Millions of people worldwide are still being enslaved, sold as chattels - Annan

2 December 2004

Millions of men, women and children are still being bought and sold as chattels, forced into bonded labour, held as slaves for ritual or religious purposes, or trafficked across borders, often to be sold into prostitution, United Nations Secretary-General Kofi Annan said today in a message marking International Day for the Abolition of Slavery.

Millions of men, women and children are still being bought and sold as chattels, forced into bonded labour, held as slaves for ritual or religious purposes, or trafficked across borders, often to be sold into prostitution, United Nations Secretary-General Kofi Annan said today in a message marking International Day for the Abolition of Slavery.

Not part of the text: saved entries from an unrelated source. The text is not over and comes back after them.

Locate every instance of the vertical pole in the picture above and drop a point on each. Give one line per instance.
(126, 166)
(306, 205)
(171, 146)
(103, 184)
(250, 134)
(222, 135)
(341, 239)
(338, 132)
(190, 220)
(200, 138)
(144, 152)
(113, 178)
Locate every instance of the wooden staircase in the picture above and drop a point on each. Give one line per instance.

“All these forms of slavery are abhorrent, and must be eradicated,” he declared, calling on all States to ratify and implement existing conventions that fight the scourge.

“Slavery offends every value that underlies the United Nations Charter, and the Organization and all its Member States must take a strong stand against it.”

Noting that the General Assembly has declared 2004 the International Year to Commemorate the Struggle against Slavery and its Abolition, UN human rights institutions deplored the “appalling reality that today millions of human beings all over the world continue to be enslaved.”

The statement, endorsed by a number of officials including the High Commissioner for Human Rights and the expert on trafficking in persons, stressed the need to address the primary causes of slavery as well as protecting the victims.

"Indeed the elimination of slavery cannot be achieved without combating poverty, social exclusion, illiteracy, ignorance and discrimination in all its forms,” they declared.